As of 2000, there were 155 people who were single and never married in the municipality. There were 224 married individuals, 22 widows or widowers and 10 individuals who are divorced.

As of 2010, there were 31 households that consist of only one person and 12 households with five or more people. In 2000, a total of 150 apartments (94.3% of the total) were permanently occupied, while 3 apartments (1.9%) were seasonally occupied and 6 apartments (3.8%) were empty. As of 2010, the construction rate of new housing units was 4.9 new units per 1000 residents. In 2011, single family homes made up 66.9% of the total housing in the municipality.

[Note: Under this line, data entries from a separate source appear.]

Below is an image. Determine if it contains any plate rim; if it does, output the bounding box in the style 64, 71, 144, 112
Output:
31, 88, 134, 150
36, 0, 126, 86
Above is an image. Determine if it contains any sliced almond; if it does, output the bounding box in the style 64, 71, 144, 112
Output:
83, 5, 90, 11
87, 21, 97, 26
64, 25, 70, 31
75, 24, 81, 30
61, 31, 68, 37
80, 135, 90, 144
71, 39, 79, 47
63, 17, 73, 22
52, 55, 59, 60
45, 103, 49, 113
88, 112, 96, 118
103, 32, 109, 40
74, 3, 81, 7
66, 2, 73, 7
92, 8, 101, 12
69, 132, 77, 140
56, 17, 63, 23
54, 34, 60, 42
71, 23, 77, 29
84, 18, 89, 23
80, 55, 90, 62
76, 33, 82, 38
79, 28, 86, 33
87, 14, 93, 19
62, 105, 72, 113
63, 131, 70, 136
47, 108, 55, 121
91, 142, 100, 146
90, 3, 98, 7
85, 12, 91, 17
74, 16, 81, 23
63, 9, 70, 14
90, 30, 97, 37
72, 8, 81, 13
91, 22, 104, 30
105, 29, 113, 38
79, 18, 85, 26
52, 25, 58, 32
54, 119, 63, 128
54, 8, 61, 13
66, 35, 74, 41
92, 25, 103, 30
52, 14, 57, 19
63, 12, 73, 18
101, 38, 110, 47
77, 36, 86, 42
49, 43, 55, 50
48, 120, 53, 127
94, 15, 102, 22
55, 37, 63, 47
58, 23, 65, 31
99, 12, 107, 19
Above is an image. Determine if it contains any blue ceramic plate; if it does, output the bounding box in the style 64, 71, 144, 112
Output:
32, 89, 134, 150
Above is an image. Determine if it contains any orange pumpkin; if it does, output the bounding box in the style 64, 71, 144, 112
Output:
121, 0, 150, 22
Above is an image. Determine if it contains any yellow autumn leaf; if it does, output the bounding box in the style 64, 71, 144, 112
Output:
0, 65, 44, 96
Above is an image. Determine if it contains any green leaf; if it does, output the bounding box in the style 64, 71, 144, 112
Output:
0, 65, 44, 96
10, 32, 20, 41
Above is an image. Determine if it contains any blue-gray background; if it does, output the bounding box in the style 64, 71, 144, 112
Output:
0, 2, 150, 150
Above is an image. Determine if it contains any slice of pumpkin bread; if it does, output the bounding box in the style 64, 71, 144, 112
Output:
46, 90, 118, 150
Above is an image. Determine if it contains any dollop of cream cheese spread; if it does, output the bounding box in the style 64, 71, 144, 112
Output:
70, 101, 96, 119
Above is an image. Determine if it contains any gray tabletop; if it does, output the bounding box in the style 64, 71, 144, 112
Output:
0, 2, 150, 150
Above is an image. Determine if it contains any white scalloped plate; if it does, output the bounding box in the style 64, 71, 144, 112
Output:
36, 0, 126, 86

The historical population is given in the following chart:

==Politics==
In the 2011 federal election the most popular party was the Swiss People's Party (SVP) which received 23.6% of the vote. The next three most popular parties were the Conservative Democratic Party (BDP) (23.6%), the Social Democratic Party (SP) (20.4%) and the FDP.The Liberals (10.6%). In the federal election, a total of 184 votes were cast, and the voter turnout was 56.6%.

==Economy==
As of In 2011 2011, Merzligen had an unemployment rate of 0.42%. As of 2008, there were a total of 40 people employed in the municipality. Of these, there were 23 people employed in the primary economic sector and about 10 businesses involved in this sector. 4 people were employed in the secondary sector and there were 3 businesses in this sector. 13 people were employed in the tertiary sector, with 7 businesses in this sector. There were 214 residents of the municipality who were employed in some capacity, of which females made up 41.1% of the workforce.

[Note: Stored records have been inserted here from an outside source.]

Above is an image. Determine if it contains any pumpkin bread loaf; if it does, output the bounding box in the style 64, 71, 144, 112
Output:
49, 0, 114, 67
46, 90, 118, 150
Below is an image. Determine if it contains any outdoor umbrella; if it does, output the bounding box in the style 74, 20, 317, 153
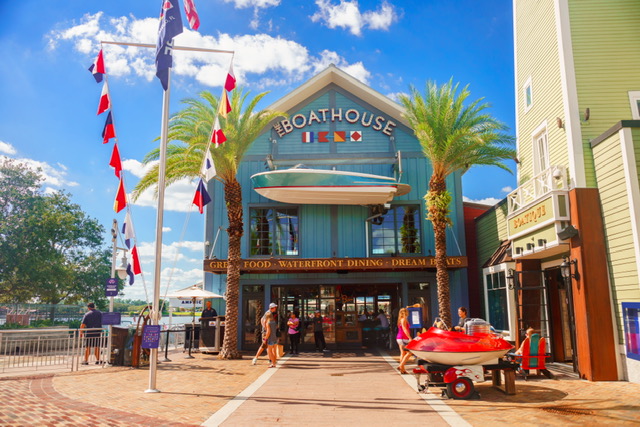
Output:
166, 285, 222, 358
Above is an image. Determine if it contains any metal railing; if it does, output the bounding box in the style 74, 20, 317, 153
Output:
507, 166, 569, 215
0, 325, 190, 373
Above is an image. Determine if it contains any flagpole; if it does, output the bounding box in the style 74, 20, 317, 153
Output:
145, 68, 171, 393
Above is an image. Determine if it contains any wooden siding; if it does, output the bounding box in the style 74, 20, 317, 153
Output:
476, 199, 507, 270
514, 0, 571, 184
593, 133, 640, 339
569, 0, 640, 187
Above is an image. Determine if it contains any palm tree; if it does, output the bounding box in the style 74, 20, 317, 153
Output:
133, 89, 284, 359
400, 79, 516, 325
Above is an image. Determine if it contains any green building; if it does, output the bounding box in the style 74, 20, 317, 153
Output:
476, 0, 640, 382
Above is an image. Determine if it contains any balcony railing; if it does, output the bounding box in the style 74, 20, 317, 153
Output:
507, 166, 569, 215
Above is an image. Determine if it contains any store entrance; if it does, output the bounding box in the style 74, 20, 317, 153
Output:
271, 284, 399, 351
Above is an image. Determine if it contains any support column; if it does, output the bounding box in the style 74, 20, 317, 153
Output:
569, 188, 618, 381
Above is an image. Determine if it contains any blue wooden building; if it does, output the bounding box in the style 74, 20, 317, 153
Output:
204, 65, 468, 349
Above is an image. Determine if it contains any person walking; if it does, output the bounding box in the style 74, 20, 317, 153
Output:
80, 302, 102, 365
251, 302, 278, 365
262, 311, 278, 368
396, 308, 411, 374
287, 311, 300, 356
311, 311, 328, 351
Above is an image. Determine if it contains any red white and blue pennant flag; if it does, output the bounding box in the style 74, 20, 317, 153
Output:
156, 0, 182, 91
97, 82, 111, 116
89, 49, 106, 83
193, 179, 211, 213
182, 0, 200, 31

In 2008 there were a total of 25 full-time equivalent jobs. The number of jobs in the primary sector was 11, all of which were in agriculture. The number of jobs in the secondary sector was 3 of which 1 was in manufacturing and 2 were in construction. The number of jobs in the tertiary sector was 11. In the tertiary sector; 3 or 27.3% were in a hotel or restaurant, 1 was in the information industry, 3 or 27.3% were technical professionals or scientists and 3 or 27.3% were in health care.

In 2000, there were 8 workers who commuted into the municipality and 175 workers who commuted away. The municipality is a net exporter of workers, with about 21.9 workers leaving the municipality for every one entering. A total of 39 workers (83.0% of the 47 total workers in the municipality) both lived and worked in Merzligen. Of the working population, 11.7% used public transportation to get to work, and 65.9% used a private car.

In 2011 the average local and cantonal tax rate on a married resident, with two children, of Merzligen making 150,000 CHF was 12.4%, while an unmarried resident's rate was 18.2%. For comparison, the rate for the entire canton in the same year, was 14.2% and 22.0%, while the nationwide rate was 12.3% and 21.1% respectively. In 2009 there were a total of 187 tax payers in the municipality. Of that total, 72 made over 75,000 CHF per year. There were 4 people who made between 15,000 and 20,000 per year. The average income of the over 75,000 CHF group in Merzligen was 115,099 CHF, while the average across all of Switzerland was 130,478 CHF.

In 2011 a total of 0.5% of the population received direct financial assistance from the government.

==Religion==
From the 2000 census, 306 or 74.5% belonged to the Swiss Reformed Church, while 33 or 8.0% were Roman Catholic. Of the rest of the population, there were 17 individuals (or about 4.14% of the population) who belonged to another Christian church. There was 1 individual who was Islamic. There were 2 individuals who were Buddhist and 6 individuals who were Hindu. 41 (or about 9.98% of the population) belonged to no church, are agnostic or atheist, and 5 individuals (or about 1.22% of the population) did not answer the question.

==Education==
In Merzligen about 58.2% of the population have completed non-mandatory upper secondary education, and 22.6% have completed additional higher education (either university or a Fachhochschule). Of the 59 who had completed some form of tertiary schooling listed in the census, 74.6% were Swiss men, 23.7% were Swiss women.

As of In 2000 2000, there was one student living in Merzligen and attending some form of schooling in the municipality. A total of 61 students from Merzligen attended schools outside the municipality.